Drew Edwards: I don’t think I can nail it down to any one moment because there have been so many good ones. My favorite thing about doing the comic has been the friendships I’ve created. One of the cool things about creating comics is how collaborative it is. You really get to know your creative team. For example Russell Hillman, who was the editor on the comic for many years, has been become a close friend despite living in England. He even stood with me at my wedding. That guy is like a brother to me. He’s now visited me in the states several times and I’ve been to England to visit him.
Also my relationships with the various artists. I’ve loved seeing Nicola Scott grow into an industry star then come back to do our 15th anniversary cover a few years back. Or Sergio Calvet, who probably has drawn more Halloween Man than anyone else and helped develop the characters over the course of a decade.

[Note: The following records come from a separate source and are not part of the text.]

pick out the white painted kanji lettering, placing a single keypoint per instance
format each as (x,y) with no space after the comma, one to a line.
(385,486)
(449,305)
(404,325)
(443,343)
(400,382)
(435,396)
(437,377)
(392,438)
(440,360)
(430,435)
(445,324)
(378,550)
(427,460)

Those kinds of things are deeply meaningful and part of why you keep doing it.
Horror Geek Life: Does that mean that more Halloween Man stories are in the works?
Drew Edwards: There is always more Halloween Man in the works. By the time this interview comes out, we’ll have issue 16 of our ongoing ComiXology series online. That is part of our “American Nightmare” storyline which centers on a Satanic Cult’s attempt to control the Texas gubernatorial election. It also has a giant robot, if cults aren’t your idea of a good time. I mean, who doesn’t love giant robots?
And, of course, we’re looking towards to the long awaited wide release of the “Lucy Chaplin: Science Starlet” special, which is planned for a Feb 14th release. The growing legion of Lucy fans will no doubt get a kick out of that one. The artist on that is Mr. Evan Quiring and he just knocked out of the park. The majors need to snatch that guy up stat. He’s a beast on pencils.
Horror Geek Life: Do you eventually want to venture into new comic lines?
Drew Edwards: I’d love to write for Marvel or DC one day. For some reason, my rep as a DIY, punk rock kind of guy has people thinking that I am not interested in that type of thing. But hell, I think Halloween Man works as 17 year long audition for writing, and a pretty good one at that. I’d also love to get my hands on Ghost Rider at some point.
It also always surprises people to learn that I’m a reasonably big Superman fan and that I have fairly strong feelings on how his supporting cast should be portrayed. There’s something about “straight arrow” heroes like Superman and Captain America that has always appealed to me actually. There is this perception because I beat the drum for indie comics so loudly that I hate mainstream stuff but nothing could be further from the truth.
Of course, I also think there is great spin-off potential in my Halloween Man universe. I guess that’s kind of egotistical to say, but I really feel passionate about these characters and the world they live in. I would like to do more with the Lucy character as a solo heroine, but I also think both Man-Goat and Bella could carry their own books. We also just introduced a new character in the fore mentioned “American Nightmare” storyline. A heavily body modified and tattooed Christian warrior woman named Shark! If readers take a liking to her, I would like to bring her back as a short of female answer to Peter Cushing’s swashbuckling take on Van Helsing. There hasn’t been a traditional “Occult hero” in comics for a long time and I think Shark could fit that role nicely.
Horror Geek Life: Lastly, are there any comic series that you think are a bit underrated that deserve some attention?
Drew Edwards: Off the top of my head, I really enjoy Kaijumax, Dept. of Monsterology, and my good buddy Terry Parr’s comic Aerobicide. I think there are tons of indies and self-published comics that slip under the radar of most fans. I think many fans should broaden their horizons and get out of the safe waters of Marvel, DC, and Image. There is a whole world of comics worth checking out.
As I always say, with many of the books…every fan counts. We really need the support. So if you decide to check out Halloween Man based off this interview, please don’t stop there. Continuing exploring indie comics.